Rapporto Undp sullo sviluppo umano: in Asia 844 milioni di poveri
Metà delle persone povere del pianeta (circa 844 milioni) vivono nell’Asia meridionale
ma è l’Africa sub-sahariana (con 458 milioni di persone) ad avere maggiori povertà
di diverso tipo. Sono i dati allarmanti che emergono nel Rapporto dell’ Undp- Il Programma
delle Nazioni Unite per lo Sviluppo - pubblicato ieri, che introduce quest’anno tre
nuove misurazioni: disuguaglianza complessiva, disuguaglianza di sesso e povertà multidimensionale,
per integrare il tradizione Indice di sviluppo umano (Isu), una misura nazionale di
salute, istruzione e reddito per 169 Paesi. Stando ai numeri i Paesi con il più basso
indice di sviluppo umano nel mondo sono il Niger, la Repubblica Democratica del Congo
e lo Zimbabwe, dove a fare da contraltare allo sviluppo, sono le costanti violazioni
dei diritti umani subiti dalla popolazione civile. Ai primi posti nella classifica
dell’Onu invece ancora la Norvegia, l’Australia e Nuova Zelanda. Negli ultimi 40 anni
– si legge nel rapporto - la maggior parte dei Paesi in via di sviluppo ha realizzato
“progressi impressionanti”, anche se “sottostimati” nei campi della sanità, dell’istruzione
e degli standard di vita fondamentali.
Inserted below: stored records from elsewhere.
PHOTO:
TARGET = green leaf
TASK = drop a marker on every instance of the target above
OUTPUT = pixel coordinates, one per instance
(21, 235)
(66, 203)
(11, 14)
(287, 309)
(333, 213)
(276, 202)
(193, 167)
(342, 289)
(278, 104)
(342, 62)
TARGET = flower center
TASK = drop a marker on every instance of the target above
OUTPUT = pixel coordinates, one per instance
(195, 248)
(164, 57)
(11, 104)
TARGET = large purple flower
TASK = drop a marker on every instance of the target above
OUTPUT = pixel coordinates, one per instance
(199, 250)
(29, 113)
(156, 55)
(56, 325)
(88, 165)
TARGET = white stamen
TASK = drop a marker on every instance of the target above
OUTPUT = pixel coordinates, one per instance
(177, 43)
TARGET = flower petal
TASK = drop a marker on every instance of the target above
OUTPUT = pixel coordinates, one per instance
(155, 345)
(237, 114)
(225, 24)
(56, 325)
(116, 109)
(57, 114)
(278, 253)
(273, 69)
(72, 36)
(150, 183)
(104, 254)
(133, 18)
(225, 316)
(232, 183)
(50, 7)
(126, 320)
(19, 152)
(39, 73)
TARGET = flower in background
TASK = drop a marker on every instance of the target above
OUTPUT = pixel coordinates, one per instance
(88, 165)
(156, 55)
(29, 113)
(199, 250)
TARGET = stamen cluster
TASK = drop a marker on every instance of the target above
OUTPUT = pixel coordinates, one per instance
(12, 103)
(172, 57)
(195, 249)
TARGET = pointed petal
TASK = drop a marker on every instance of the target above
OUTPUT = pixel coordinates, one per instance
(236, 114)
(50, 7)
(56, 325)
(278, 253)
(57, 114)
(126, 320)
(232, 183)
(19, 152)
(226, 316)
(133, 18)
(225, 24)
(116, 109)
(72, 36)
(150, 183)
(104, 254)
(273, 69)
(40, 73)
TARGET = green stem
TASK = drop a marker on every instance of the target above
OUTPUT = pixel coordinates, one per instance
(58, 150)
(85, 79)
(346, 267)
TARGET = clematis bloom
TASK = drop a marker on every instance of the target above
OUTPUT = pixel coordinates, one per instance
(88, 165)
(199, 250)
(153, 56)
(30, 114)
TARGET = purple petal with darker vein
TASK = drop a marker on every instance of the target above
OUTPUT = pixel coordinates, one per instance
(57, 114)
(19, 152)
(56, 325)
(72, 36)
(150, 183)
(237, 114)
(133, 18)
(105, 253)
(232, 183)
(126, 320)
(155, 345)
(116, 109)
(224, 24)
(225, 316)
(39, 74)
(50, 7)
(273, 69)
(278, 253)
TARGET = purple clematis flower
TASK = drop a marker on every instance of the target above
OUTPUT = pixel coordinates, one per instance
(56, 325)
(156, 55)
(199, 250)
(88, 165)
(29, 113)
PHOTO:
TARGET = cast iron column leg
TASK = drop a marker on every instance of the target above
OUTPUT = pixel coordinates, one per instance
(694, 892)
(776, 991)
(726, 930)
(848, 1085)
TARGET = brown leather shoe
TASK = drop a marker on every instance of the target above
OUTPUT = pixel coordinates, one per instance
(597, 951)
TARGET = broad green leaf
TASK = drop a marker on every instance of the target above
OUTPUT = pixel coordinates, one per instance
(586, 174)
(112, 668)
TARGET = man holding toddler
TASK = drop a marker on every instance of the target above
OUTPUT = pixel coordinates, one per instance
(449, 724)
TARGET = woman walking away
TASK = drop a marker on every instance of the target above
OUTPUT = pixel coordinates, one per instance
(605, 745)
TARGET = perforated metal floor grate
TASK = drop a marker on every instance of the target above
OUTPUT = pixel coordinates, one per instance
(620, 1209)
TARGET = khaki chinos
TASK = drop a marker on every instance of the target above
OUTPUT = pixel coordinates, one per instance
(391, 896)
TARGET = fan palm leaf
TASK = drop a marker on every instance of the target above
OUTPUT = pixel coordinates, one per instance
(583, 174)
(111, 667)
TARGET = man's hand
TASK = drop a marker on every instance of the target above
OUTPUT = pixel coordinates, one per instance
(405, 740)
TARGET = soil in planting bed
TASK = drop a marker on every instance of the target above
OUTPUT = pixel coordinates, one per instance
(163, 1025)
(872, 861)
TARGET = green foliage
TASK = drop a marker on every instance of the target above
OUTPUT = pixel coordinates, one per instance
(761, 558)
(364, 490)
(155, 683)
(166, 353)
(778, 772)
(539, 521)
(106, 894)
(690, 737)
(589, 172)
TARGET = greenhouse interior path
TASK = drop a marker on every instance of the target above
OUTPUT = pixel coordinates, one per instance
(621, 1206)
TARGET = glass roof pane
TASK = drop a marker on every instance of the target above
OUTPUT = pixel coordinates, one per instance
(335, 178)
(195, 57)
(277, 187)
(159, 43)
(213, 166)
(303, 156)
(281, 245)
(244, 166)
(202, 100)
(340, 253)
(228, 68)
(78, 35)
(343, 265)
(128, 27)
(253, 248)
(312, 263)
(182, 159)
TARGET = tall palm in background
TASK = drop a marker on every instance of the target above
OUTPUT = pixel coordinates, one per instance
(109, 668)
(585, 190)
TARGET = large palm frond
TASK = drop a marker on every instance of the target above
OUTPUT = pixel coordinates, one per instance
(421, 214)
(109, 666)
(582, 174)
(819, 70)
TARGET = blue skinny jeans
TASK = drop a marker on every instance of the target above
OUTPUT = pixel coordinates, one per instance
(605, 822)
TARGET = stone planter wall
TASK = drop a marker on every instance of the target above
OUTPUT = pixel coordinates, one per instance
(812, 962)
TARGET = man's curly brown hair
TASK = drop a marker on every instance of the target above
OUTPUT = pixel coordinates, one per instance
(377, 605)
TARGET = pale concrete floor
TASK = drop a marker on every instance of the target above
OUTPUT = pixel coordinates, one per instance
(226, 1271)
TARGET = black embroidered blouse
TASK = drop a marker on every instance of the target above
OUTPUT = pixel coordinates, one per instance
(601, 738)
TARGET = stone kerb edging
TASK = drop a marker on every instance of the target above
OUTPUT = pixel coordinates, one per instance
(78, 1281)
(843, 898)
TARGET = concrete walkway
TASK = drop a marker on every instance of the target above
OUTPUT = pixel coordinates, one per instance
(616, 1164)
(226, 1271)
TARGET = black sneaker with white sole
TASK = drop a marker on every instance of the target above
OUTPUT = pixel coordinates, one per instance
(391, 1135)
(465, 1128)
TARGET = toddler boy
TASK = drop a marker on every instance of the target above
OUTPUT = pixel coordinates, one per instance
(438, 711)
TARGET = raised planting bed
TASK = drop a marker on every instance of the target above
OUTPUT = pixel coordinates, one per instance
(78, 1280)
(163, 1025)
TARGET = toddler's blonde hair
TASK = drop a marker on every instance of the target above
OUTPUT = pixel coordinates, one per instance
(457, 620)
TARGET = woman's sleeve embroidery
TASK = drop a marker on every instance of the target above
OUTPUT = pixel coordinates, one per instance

I miglioramenti più marcati sono avvenuti in
Oman, Cina, Nepal, Indonesia, Arabia Saudita, Laos, Tunisia, Sud Corea, Algeria e
Marocco. Tra le prime 10 nazioni per l’Isu 2010 vi sono: Stati Uniti, Irlanda, Liechtenstein,
Paesi Bassi, Canada, Svezia e Germania. In fondo alla graduatoria sono invece: Mali,
Burkina Faso, Liberia, Ciad, Guinea-Bissau, Mozambico Burundi. Dal Rapporto emergono
però “ampie disuguaglianze all’interno e fra le nazioni”, “profonde disparità tra
donne e uomini”, e la prevalenza di una “povertà multidimensionale estrema” in Asia
meridionale e Africa sub-sahariana. In particolare le 10 nazioni con la minore uguaglianza
tra i sessi in ordine discendente, sono Camerun, Costa d’Avorio, Liberia, Repubblica
Centrafricana, Papua Nuova Guinea, Afghanistan, Mali, Niger, la Repubblica Democratica
del Congo e lo Yemen. Le società che presentano, invece, un rapporto più equilibrato
fra i sessi sono nei Paesi Bassi, in Danimarca e Svezia. “Il rapporto mostra che complessivamente,
le persone oggi sono più sane, ricche, e istruite che in passato - nota Helen Clark,
amministratore dell’Undp -. I Paesi possono fare molto per migliorare le vite delle
persone anche in condizioni avverse. Ciò richiede delle coraggiose leadership locali,
come pure l’impegno continuativo della comunità internazionale”. Negli ultimi 40 anni,
ad esempio, l’aspettativa di vita è balzata dai 59 anni del 1970 ai 70 del 2010; le
iscrizioni scolastiche sono aumentate dal 55% per tutti i bambini in età di scuola
primaria e secondaria al 70%; e il Pil pro capite è raddoppiato a più di 10mila dollari
Usa. La regione che negli ultimi 40 anni, ha registrato il più rapido progresso in
termini di sviluppo, è stata l’Asia orientale, guidata da Cina e Indonesia. Anche
i Paesi arabi hanno segnato importanti progressi. Numerose nazioni dell’Africa sub-sahariana
e dell’ex Unione Sovietica sono invece rimaste indietro, a causa dell’impatto dell’Aids,
dei conflitti, degli sconvolgimenti economici. Nel corso degli ultimi 40 anni l’aspettativa
di vita è diminuita in Bielorussia, Ucraina e federazione Russa e in sei Paesi dell’Africa
sub-sahariana: Repubblica Democratica del Congo, Lesotho, Sud Africa, Swaziland, Zambia
e Zimbabwe. Le disuguaglianze di reddito più elevate al mondo sono in America Latina,
soprattutto in Argentina, Venezuela e Haiti. Migliorano, invece, in Brasile e Cile.
Nonostante le continue avversità anche molte nazioni africane hanno compiuto progressi:
tra queste, Etiopia, Botswana, Benin e Burkina Faso. (C.S.)